Emma Rios is better known for drawing the stories of others, but on the basis of Anzuelo that’s been time wasted. She has a unique perspective and a unique set of priorities in creating an absorbing world in an absorbing way, reflecting the experiences of the children, learning as they go along. Rios removes the certainty of pen and ink by painting the entire story in muted watercolours, and the lack of predictability about what they’ll do, even with Rios’ talent, gives a roughness to proceedings. The muted colour also plays games. Are the children really seeing the apparent strangeness, or is it in their minds? Lucio is certainly transforming, developing gills, and Nubero at one stage looks to have fallen apart and reconstituted.

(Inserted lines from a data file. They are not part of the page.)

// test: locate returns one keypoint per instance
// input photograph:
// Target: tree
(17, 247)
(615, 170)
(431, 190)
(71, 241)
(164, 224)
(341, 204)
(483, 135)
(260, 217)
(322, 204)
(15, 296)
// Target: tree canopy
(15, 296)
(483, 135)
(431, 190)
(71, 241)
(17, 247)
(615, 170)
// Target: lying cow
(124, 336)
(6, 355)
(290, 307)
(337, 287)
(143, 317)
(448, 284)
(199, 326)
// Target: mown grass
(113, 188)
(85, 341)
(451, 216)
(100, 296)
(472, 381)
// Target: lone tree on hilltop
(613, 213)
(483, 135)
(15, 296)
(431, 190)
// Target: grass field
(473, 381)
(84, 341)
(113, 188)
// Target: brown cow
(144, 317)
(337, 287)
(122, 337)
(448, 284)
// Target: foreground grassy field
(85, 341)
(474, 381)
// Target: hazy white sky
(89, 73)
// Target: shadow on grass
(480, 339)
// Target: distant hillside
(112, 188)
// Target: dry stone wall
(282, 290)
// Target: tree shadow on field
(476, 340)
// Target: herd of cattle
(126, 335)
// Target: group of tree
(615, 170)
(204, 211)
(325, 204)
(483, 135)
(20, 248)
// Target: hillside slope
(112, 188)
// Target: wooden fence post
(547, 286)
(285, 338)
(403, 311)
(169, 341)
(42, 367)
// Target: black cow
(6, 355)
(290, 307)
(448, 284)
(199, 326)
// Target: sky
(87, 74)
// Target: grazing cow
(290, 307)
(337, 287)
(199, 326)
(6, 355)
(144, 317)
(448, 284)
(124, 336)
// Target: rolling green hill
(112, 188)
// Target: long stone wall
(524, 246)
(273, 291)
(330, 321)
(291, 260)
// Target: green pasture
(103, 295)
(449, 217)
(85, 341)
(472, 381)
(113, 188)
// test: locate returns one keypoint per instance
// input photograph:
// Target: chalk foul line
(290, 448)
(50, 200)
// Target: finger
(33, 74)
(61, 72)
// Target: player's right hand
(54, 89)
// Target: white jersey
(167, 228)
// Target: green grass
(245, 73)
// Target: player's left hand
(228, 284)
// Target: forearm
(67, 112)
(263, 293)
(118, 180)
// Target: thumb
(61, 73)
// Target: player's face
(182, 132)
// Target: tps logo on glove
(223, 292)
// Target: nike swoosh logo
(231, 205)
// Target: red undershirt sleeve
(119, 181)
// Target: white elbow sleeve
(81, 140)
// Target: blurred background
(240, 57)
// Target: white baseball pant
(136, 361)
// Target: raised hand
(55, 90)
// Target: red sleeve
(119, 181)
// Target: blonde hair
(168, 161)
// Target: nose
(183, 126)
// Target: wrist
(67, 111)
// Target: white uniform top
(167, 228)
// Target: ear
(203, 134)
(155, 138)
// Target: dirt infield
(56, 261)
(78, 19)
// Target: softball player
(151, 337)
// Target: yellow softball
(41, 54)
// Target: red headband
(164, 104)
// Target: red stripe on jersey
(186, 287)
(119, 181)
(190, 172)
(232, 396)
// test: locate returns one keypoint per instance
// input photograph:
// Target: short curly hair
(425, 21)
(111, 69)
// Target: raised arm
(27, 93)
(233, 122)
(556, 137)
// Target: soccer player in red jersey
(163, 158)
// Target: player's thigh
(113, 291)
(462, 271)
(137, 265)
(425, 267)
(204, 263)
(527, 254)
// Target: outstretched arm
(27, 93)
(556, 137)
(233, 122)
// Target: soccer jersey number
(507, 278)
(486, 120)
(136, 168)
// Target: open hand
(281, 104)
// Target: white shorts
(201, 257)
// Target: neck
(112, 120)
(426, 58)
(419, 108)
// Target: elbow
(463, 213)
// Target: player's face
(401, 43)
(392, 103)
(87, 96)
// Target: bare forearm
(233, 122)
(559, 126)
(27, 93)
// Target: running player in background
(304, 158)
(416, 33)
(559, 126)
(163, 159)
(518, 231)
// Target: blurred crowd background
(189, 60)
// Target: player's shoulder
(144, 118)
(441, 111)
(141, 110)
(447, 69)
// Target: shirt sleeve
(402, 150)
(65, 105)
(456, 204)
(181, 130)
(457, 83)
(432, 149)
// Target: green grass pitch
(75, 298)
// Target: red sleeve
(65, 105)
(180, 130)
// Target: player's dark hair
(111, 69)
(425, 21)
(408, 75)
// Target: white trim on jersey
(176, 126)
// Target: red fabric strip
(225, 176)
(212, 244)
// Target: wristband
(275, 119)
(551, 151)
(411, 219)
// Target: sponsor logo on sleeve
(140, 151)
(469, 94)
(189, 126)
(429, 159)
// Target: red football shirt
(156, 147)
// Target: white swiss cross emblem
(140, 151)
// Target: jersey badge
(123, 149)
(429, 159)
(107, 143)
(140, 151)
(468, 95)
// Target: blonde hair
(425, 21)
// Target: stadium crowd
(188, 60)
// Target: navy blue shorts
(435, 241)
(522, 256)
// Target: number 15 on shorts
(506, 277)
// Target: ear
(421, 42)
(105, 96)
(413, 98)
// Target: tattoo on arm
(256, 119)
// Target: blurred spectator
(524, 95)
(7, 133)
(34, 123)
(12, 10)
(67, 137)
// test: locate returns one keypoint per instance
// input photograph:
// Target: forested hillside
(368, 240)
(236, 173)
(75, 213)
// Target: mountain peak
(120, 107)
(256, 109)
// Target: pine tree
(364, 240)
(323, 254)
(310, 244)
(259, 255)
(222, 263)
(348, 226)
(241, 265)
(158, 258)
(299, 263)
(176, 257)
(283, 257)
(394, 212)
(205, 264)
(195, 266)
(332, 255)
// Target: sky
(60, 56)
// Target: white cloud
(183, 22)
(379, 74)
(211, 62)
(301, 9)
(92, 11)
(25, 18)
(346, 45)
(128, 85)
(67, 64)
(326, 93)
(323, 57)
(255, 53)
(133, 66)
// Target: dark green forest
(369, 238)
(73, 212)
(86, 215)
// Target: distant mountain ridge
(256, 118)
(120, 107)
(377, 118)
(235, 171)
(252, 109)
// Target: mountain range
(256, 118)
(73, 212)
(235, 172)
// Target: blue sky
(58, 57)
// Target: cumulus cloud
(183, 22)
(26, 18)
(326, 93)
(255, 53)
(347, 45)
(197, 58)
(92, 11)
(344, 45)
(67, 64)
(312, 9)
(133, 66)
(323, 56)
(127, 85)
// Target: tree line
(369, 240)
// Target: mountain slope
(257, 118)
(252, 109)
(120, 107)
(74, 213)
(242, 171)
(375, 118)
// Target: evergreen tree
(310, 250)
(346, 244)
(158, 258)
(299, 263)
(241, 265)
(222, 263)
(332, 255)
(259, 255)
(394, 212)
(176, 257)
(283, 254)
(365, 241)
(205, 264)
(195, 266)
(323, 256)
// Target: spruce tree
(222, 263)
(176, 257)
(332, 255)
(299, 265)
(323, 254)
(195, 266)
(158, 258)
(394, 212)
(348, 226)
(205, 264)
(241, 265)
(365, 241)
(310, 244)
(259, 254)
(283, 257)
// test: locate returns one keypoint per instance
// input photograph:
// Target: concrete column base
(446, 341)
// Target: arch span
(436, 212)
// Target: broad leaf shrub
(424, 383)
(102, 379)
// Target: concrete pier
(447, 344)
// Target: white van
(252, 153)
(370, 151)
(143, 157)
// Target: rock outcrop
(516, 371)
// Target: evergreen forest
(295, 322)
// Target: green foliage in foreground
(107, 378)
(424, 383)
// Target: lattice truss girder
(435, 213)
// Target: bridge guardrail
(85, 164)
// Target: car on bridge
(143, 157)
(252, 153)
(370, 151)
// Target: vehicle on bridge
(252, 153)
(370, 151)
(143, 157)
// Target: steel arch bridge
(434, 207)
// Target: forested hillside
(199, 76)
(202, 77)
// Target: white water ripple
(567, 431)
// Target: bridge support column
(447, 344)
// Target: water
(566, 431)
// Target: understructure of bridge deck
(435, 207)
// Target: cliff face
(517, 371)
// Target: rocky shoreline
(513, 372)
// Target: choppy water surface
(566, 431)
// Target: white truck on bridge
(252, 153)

Anzuelo is told via dialogue and images alone. No comforting narrative captions explain new arrivals or strange events, so perception is all. If you see something happening, it’s happened, no matter how unexpected or unconventional it is. However, that method also has its drawbacks, one being that when time jumps forward the reader can be lost until something in the dialogue indicates the change, and another being that it’s not always obvious what people are doing. As this is generally a small matter it doesn’t impair the flow.
“Why can’t ‘that thing’ care in its own way? Why should it think or feel like a human?” is a question posed at one point, and it’s central to the entire story. People are forced to confront what it means to be human. Does it mean prioritising individual survival over all else, or sacrifice for the greater good? Despite the changes to them, the children naturally fall into replicating familiar societal structures, yet due to the challenges everyone needs a function. Is this a good thing?
Rios follows the cast over a considerable period of time as they adjust from mere survival to adapting and then to ageing. There are hiccups along the way, but that’s to be expected from someone’s first writing. The ambition and the intelligence are worth a few bumps and the art is glorious.